April 16, 2020

The following is an excerpt from an article by Micha Bennett that originally appeared in CSU Source.

The School of Global Environmental Sustainability at Colorado State University has selected three Global Challenges Research teams and two Resident Fellows across five colleges from a competitive field of proposals. The SoGES awards are intended to encourage interdisciplinary understanding of complex global sustainability issues, foster collaborative cross-campus partnerships and support sustainability research at CSU.

New this year, the Global Challenges Research Teams will be funded for two years, with each team receiving $30,000. The longer timeframe allows teams to better execute planned work and articulate accomplishments.

“One of our goals is to provide a roadmap for how an engaged community can learn to provide higher sustainability,” said Simske, principal investigator for the Re-use Efficiency Packaging with Analytics for Customized Knowledge (REPACK) Global Challenges Research Team. “The SoGES grant really allows us to create the time and energy to dive deeper here than simple band-aid measures, and consider both the big picture and details simultaneously. Having a broad, cross-discipline resource like SoGES is true to a land-grant mission.”

Communication Studies Assistant Professor and Dialogue and Diversity Specialist with the Center for Public Deliberation Elizabeth Parks is one of the Principle Investigators of the Re-use Efficiency Packaging with Analytics for Customized Knowledge (REPACK) team. Other PIs include: Steven Simske, Department of Systems Engineering; and, John Macdonald, Department of Management.

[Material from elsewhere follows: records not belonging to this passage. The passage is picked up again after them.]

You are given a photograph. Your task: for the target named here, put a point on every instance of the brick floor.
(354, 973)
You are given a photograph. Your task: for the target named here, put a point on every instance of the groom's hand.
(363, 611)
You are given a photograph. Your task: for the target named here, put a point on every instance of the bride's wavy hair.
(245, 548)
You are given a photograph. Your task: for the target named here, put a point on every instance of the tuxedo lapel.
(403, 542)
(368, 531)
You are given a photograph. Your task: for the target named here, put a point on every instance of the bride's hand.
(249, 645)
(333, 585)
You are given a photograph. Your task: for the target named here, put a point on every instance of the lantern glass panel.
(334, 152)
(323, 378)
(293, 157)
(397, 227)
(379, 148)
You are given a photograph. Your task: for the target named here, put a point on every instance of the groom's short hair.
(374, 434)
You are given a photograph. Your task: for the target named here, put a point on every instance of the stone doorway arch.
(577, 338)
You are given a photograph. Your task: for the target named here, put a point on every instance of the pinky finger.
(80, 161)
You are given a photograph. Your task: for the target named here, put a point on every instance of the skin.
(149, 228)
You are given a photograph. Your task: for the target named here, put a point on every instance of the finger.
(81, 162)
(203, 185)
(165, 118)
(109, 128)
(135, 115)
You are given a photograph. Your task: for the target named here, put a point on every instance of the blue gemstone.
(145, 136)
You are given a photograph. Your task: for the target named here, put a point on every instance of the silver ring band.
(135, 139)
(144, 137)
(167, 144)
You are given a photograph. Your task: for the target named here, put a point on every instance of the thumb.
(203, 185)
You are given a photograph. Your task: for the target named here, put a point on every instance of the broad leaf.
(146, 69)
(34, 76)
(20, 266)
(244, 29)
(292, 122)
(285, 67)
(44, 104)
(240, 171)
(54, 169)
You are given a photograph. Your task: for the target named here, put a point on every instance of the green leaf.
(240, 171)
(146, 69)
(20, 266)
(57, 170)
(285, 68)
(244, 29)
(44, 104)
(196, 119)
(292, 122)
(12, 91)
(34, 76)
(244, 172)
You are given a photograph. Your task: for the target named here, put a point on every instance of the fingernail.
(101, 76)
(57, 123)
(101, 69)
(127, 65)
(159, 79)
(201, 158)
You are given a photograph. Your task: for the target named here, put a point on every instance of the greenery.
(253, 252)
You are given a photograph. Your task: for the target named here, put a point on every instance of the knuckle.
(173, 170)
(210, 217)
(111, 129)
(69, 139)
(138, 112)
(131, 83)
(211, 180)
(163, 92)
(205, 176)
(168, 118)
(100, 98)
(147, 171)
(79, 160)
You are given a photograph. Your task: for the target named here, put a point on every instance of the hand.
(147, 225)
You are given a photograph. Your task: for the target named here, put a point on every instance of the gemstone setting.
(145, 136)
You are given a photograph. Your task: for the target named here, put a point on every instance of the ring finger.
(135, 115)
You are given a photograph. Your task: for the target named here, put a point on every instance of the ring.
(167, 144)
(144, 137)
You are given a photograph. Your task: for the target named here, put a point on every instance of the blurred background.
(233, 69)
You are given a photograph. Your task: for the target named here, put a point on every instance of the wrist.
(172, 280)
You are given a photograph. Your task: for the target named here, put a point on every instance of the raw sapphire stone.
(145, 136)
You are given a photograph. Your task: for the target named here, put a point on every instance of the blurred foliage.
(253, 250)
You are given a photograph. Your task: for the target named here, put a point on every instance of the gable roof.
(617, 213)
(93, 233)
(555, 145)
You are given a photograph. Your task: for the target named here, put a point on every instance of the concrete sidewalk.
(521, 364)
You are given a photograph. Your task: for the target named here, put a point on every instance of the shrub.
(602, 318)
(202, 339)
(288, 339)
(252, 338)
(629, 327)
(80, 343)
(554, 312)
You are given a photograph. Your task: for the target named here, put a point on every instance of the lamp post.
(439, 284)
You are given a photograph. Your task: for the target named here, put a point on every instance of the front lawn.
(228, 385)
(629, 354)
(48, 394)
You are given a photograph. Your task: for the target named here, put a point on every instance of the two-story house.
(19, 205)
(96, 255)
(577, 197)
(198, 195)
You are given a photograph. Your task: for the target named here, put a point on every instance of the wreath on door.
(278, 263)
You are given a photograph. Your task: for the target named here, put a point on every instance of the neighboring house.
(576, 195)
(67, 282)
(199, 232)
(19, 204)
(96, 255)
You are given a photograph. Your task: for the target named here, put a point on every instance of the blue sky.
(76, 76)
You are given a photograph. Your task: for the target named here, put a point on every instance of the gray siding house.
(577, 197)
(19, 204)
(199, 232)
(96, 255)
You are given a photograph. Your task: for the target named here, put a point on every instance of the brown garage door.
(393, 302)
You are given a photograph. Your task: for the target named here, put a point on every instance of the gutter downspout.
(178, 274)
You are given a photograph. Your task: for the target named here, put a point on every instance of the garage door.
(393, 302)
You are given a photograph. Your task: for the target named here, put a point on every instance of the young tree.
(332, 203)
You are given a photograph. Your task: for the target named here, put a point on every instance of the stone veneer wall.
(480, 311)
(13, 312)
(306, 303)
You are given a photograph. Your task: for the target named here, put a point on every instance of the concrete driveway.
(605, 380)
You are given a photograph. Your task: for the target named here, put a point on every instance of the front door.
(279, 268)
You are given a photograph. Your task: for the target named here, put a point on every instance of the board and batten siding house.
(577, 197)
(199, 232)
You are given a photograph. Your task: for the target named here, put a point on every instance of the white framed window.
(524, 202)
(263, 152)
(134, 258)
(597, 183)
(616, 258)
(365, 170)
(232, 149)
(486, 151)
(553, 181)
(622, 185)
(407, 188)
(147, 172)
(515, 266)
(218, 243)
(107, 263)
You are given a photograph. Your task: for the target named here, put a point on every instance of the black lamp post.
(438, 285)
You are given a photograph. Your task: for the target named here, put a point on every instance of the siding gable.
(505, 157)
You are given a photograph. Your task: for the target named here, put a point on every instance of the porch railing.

One of the major sustainability challenges present today is the waste that accompanies packaging, usually corrugated cardboard, from the increased prevalence of online purchasing. However, since the average box contains only 50% recycled materials, half of the fiber must still be produced anew each time a package is shipped. Moreover, online ordering leads to smaller, more frequent one-off orders which require more packaging compared to the bulk orders that are sent to big-box, brick-and-mortar stores and then resold. Given these factors, reusing packaging materials is more efficient than recycling.

This project will explore the development of a label designed to track reused packaging, investigate means to drive supply chain adoption and explore how branding affects community participation, thus improving the sustainability of the growing e-commerce industry.

Parks role on the team is to investigate how to engage diverse populations in long-term reuse initiatives, and ensure that the mixed quantitative and qualitative methodological approaches to community engagement used in the project are inclusive, diverse, equitable and accessible to diverse individuals and groups.